The median time for appraising a guideline was 1.5 hours in both field studies. This included reading the guideline and completing the instrument. All appraisals were completed and returned.
Refinement of instrument
Principal components analysis of the draft instrument items yielded a five-factor solution that generally supported the domains of quality identified in the development phase. Table 1 shows the list of items and their loading (correlation) coefficients on each of the five domains from the rotated factor matrix.

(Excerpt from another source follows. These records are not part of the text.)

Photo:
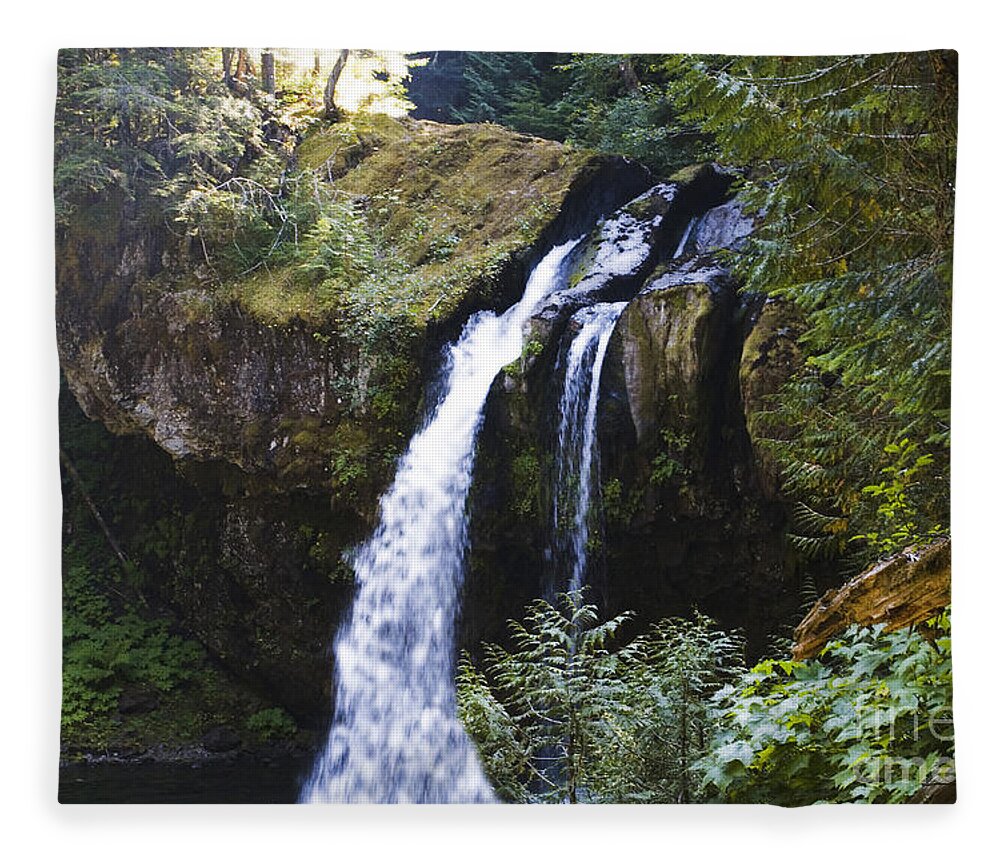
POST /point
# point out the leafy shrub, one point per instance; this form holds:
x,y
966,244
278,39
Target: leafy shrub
x,y
104,652
867,721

Editorial independence appeared to load on several domains. In response, it was shifted to a sixth domain in the final version of the instrument and a new item addressing conflicts of interest was included. Two items—“The guideline is clearly structured” and “The potential problems with changes of attitude or behaviour of health care professionals in applying the guidelines have been considered”—were removed from the final version of the instrument because of failure to establish adequate reliability in the first field test. Finally, 10 items were reworded slightly in the final version of the instrument in response to feedback received from the appraisers (see Face validity below). The refined instrument in its final form contained 23 items grouped into six domains with the 4 point Likert scale to score each item (table 1).
Final instrument properties
Internal consistency ranged between 0.64 and 0.88 and was acceptable for most domains (table 2). The lower α coefficient found for domain 6 (editorial independence) was not surprising as this domain was composed of only two items. Table 2 also shows the intraclass correlations for each domain as a function of the number of raters. As would be expected, the number of appraisers evaluating a guideline affected reliability; increasing the number of raters resulted in substantially higher ICCs.
Results from the first field test indicated that the appraisers found the instrument useful to assess guidelines (95%) and the user guide helpful (98%). However, almost half of the participants reported having difficulties with at least one item of the instrument (49%). The most commonly reported problem was that guidelines lacked the detailed information necessary to assign a score. After refinement of the instrument, results from the second field test showed that the percentage of appraisers reporting difficulties with at least one item in the instrument decreased to 29%.
Tests of the first hypothesis showed that guidelines produced as part of a guideline programme had significantly higher scores on domain 6 (editorial independence) than those published outside a programme (p<0.05). Tests of the second hypothesis showed that guidelines with technical documentation had higher scores on domain 3 (rigour of development) than those published without documentation (p<0.01). Finally, tests of the third hypothesis revealed that guidelines produced after the publication of a national policy had significantly higher quality scores on domain 3 (rigour of development) than did their counterparts (p<0.05). No other significant differences emerged on any of the other domains for any of the contrasts (table 3).
Kendall’s tau B rank correlation coefficients between the appraisers’ domain scores and their overall assessments were all highly significant (p<0.001), providing some evidence of criterion validity using this proxy measure. Table 4 shows the correlation matrix of the six quality domains. With one exception, the domains tended to be more highly correlated with overall judgement than with each other.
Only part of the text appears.